As for why simply changing the order of loops results in such tremendous performance gain, we are not certain about that. One explanation may be the compiler realizes that block A is in contiguous memory and is able to perform loop unrolling automatically.
## Micro-kernel (naive)
Prefacing our SIMD microkernel, we decided to implement a naive micro-kernel that performs 8 calculations of C entries at once to leverage the reordered loop (j, k, i).

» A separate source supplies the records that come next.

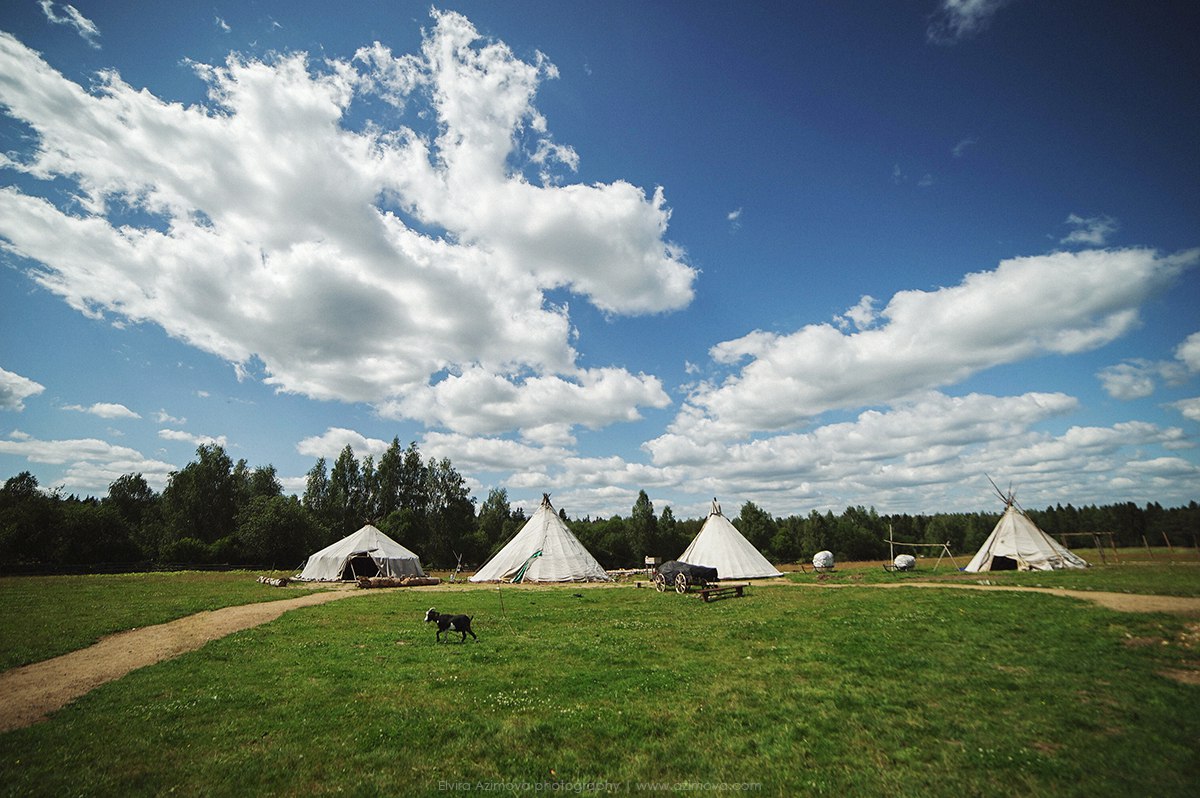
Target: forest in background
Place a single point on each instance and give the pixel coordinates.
(215, 511)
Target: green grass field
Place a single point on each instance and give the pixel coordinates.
(790, 690)
(47, 616)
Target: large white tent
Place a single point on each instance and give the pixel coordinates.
(367, 552)
(721, 546)
(1017, 544)
(544, 551)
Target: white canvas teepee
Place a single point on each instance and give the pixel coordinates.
(544, 551)
(721, 546)
(1017, 544)
(367, 552)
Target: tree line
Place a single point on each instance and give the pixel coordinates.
(219, 511)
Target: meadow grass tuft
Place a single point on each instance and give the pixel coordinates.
(796, 690)
(47, 616)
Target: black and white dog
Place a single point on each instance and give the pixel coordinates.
(450, 623)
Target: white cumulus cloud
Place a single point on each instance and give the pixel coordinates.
(352, 262)
(16, 389)
(958, 19)
(1062, 303)
(1092, 231)
(72, 18)
(105, 411)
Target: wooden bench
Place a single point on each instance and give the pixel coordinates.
(723, 592)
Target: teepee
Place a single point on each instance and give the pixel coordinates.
(1017, 544)
(721, 546)
(544, 551)
(367, 552)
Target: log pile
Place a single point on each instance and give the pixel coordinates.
(396, 581)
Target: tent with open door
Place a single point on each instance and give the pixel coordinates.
(1018, 544)
(544, 551)
(721, 546)
(367, 552)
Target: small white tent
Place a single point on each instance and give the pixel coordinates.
(544, 551)
(1017, 544)
(367, 552)
(721, 546)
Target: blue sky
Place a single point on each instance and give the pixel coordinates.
(805, 255)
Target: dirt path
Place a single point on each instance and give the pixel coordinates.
(33, 691)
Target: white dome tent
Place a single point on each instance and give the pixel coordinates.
(367, 552)
(721, 546)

Furthermore, it serves as a placeholder for our SIMD micro-kernel.

A very interesting thing to note about the above graph is how a simple reordering of loops with the starter code, shown with the blue line, can edge out performance improvements gained from more complex optimizations, such as L1-targeted blocking and naive microkernel.
Even so, we see that adding a naive microkernel still yields positive benefits as compared to non-microkernel implementations, due to a naive microkernel by itself as a form of loop unrolling, reducing the number of loop iterations and making the code more prefetcher-friendly.
## Loop Unrolling
To further boost the performance, we unrolled the loop that calls the SIMD micro-kernel by 8.

We find it extremely surprising how simply performing loop reordering can beat the performance gains from L1-targeted blocking the microkernel. This experiment truly brings a humbling moment, where after all, computers are very complicated and often behave like an enigma.
## References
Goto, K., and van de Geijn, R. A. 2008. Anatomy of High-Performance Matrix Multiplication, ACM Transactions on Mathematical Software 34, 3, Article 12.